C’est le président actuel de l’IAF, Wilko Vriesman, qui a proposé à moi, à Dimitri Crenier de Belgique ainsi qu’à Ricardo Toro du Chili, de faire partie de ce groupe de réflexion étant des jeunes 6ème Dan encore pas trop vieux (rires d'Élise) qui pourraient avoir des idées et qui pourraient également avoir des jeunes dans leurs clubs respectifs pour faire partie de ce groupe de réflexion à l’international.
Pourquoi avoir choisi principalement des jeunes pratiquants et qu’est-ce que tu en penses ?
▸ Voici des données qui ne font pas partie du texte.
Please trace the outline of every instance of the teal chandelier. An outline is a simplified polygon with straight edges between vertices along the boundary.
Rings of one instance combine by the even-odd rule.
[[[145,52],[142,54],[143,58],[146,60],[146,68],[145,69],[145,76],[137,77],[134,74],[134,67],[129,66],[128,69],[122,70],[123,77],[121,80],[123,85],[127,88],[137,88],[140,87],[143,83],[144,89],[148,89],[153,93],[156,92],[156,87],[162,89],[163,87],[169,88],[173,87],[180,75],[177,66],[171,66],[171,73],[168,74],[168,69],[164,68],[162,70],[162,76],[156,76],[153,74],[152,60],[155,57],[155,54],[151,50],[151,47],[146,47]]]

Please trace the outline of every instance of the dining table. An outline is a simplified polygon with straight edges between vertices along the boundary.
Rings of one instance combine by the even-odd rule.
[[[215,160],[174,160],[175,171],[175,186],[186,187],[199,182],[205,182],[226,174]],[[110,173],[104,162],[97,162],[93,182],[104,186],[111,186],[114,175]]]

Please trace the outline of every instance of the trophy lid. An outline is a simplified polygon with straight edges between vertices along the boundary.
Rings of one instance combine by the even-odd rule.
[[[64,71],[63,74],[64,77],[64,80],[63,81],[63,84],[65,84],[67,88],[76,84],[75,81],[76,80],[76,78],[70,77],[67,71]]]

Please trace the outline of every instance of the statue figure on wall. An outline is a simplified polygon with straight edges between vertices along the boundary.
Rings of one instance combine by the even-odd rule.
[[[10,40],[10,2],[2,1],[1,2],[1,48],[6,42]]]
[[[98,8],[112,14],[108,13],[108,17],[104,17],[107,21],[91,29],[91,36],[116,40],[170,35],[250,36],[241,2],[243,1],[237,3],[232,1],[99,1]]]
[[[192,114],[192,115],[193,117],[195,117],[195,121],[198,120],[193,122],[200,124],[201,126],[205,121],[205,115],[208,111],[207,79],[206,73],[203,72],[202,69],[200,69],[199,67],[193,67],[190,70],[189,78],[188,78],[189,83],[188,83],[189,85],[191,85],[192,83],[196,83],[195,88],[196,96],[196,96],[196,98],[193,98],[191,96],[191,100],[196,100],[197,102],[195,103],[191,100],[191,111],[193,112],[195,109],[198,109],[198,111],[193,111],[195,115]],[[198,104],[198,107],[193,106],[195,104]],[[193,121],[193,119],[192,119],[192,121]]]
Alors l’idée était que pour cette 60ème édition de la All Japan Aikido Embukai, il y ait des jeunes japonais qui puissent démontrer et non pas que des senseis d’un certain âge. Et l’IAF a souhaité qu’il y ait aussi des jeunes issus de l’international qui puissent participer à cette démonstration. Donc c’est pour ça qu’il y a eu la Belgique, le Chili et la France pour cette occasion. Cet évènement là ayant marché, l’idée serait qu’à termes, il y ait d’autres pays qui puissent participer, avec à nouveau des groupes de jeunes. Pourquoi cette tranche d’âge ? Et bien dans l’idée de montrer les nouvelles générations, qui sont aujourd’hui des nouvelles générations de pratiquants. Ce ne sont pas des jeunes qui ont des clubs ou qui enseignent. Mais ce sont les futurs enseignants. C’est de montrer cette tranche d’âge, qu’elle existe, qu’elle est présente, qu’elle est dynamique, enthousiaste, qu’elle est là pour le futur de l’aikido et qu’elle est là pour prendre l’étape d’après. Parce qu'aujourd’hui, on a des très jeunes, on a une population qui est un peu vieillissante, mais on n'a pas cette tranche d’âge. Et spécifiquement au niveau fédéral français, c’est les pratiquants qui nous manquent sur les tatamis.
Donc, la fédération internationale a montré que cette tranche d’âge existe, qu'elle est intéressée, motivée, qu'elle a un bon niveau technique et qu'elle est capable de montrer des choses. C'est une très bonne initiative… On espère ainsi donner envie à la génération 18-25 de pratiquer.
Comment est-ce que les jeunes français ont été sélectionnés ?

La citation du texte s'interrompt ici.